Member of the New South Wales Legislative Assembly for Wollondilly
- Incumbent
- Assumed office 25 March 2023
- Preceded by: Nathaniel Smith

Mayor of Wollondilly
- In office 26 September 2016 – 17 December 2018
- Preceded by: Simon Landow
- Succeeded by: Matthew Deeth
- In office 16 April 2007 – 13 September 2008
- Preceded by: Phil Costa
- Succeeded by: Michael Banasik

Councillor of Wollondilly Shire for North Ward
- In office 27 March 2004 – 14 September 2024

Personal details
- Born: Judy Irvine
- Party: Independent
- Other political affiliations: Liberal (2000s)
- Occupation: Optometrist

= Judy Hannan =

Australian politician

Judith Anne Hannan (née Irvine) is an Australian politician. She was elected a member of the New South Wales Legislative Assembly representing Wollondilly as an Independent in 2023.

==Political career==
She was the unsuccessful Liberal candidate in the 2001 Auburn state by-election. She then unsuccessfully contested Granville at the 2003 New South Wales state election.

In 2004, she ran for Wollondilly Shire in North Ward.

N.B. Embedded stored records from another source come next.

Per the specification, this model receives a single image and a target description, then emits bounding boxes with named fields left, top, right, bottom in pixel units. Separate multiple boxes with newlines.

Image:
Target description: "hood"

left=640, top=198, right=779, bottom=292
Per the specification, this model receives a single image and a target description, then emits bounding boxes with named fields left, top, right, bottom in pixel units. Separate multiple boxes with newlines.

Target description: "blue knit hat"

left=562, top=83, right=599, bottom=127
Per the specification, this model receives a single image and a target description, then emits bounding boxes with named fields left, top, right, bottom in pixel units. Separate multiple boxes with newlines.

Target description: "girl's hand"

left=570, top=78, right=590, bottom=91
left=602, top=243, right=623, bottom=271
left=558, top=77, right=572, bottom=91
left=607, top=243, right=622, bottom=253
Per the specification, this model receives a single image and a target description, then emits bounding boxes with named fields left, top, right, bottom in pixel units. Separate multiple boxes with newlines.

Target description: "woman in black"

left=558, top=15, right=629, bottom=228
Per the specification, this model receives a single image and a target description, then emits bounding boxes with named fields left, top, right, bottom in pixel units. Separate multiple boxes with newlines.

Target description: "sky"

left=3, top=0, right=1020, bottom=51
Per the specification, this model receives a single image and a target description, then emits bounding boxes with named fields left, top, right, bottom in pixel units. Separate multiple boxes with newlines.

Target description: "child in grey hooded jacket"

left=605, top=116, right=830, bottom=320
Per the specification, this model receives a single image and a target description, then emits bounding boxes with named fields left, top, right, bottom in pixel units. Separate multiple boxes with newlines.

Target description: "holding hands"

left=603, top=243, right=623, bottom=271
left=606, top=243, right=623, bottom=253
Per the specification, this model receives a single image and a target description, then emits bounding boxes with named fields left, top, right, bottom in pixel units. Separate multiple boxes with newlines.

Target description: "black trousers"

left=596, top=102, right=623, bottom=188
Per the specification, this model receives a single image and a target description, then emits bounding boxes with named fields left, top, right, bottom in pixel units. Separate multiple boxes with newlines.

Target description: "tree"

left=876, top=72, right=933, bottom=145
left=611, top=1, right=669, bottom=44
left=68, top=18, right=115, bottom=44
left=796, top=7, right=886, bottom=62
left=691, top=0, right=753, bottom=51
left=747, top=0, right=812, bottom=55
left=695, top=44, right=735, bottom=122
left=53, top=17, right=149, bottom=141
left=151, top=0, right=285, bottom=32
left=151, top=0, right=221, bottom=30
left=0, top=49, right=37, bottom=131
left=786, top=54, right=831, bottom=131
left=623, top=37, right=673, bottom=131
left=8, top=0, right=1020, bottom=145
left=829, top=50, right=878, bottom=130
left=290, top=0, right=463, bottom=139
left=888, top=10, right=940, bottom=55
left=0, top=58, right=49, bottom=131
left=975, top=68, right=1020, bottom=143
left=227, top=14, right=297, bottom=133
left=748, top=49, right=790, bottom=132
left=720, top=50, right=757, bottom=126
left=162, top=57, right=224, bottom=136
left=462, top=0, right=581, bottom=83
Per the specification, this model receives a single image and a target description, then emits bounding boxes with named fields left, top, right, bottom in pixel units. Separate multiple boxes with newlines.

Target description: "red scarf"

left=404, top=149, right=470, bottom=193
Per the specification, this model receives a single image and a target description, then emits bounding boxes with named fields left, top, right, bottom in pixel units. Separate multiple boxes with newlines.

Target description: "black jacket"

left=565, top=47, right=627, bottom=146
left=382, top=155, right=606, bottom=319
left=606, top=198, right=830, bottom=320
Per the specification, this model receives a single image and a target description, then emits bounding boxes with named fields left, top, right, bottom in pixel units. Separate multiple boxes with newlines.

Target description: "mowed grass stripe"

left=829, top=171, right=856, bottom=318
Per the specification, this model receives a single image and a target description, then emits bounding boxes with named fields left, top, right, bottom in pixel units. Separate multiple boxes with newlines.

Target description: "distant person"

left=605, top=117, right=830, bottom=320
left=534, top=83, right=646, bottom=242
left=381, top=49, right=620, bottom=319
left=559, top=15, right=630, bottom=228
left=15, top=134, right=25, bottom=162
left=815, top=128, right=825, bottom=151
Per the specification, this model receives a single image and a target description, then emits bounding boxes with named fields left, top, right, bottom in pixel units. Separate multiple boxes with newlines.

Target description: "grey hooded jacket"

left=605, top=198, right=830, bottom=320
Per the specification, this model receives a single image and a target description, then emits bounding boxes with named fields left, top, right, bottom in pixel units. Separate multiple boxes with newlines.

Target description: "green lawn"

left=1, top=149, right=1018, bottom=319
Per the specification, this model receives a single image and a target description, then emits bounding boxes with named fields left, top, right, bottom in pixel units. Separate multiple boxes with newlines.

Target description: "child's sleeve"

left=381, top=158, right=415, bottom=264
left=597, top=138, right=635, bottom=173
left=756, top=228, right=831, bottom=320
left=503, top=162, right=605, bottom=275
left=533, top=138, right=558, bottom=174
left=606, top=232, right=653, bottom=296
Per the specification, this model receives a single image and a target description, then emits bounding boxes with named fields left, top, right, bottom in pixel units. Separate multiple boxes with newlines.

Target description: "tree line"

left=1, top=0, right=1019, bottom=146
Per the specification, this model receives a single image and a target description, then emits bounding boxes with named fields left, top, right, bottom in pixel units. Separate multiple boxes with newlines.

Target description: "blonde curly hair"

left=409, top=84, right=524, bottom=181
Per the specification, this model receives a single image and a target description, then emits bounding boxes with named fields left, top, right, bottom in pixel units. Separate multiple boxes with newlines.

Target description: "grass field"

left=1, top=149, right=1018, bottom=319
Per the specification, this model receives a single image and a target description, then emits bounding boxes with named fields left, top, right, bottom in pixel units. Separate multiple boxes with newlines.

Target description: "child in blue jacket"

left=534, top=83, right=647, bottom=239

In the 2011 New South Wales state election, Hannan contested Wollondilly for the Hatton's Independent Team but came in third place.

Prior to the 2019 New South Wales state election, she had been courted as a possible Liberal candidate by then-Premier Gladys Berejiklian. Nathaniel Smith was selected as the Liberal candidate for Wollondilly instead. Hannan ran as an independent against Smith, achieving 44.5% of the two-party preferred vote. In the 2023 election, she ran again as an independent and was supported by the teal-aligned Climate 200.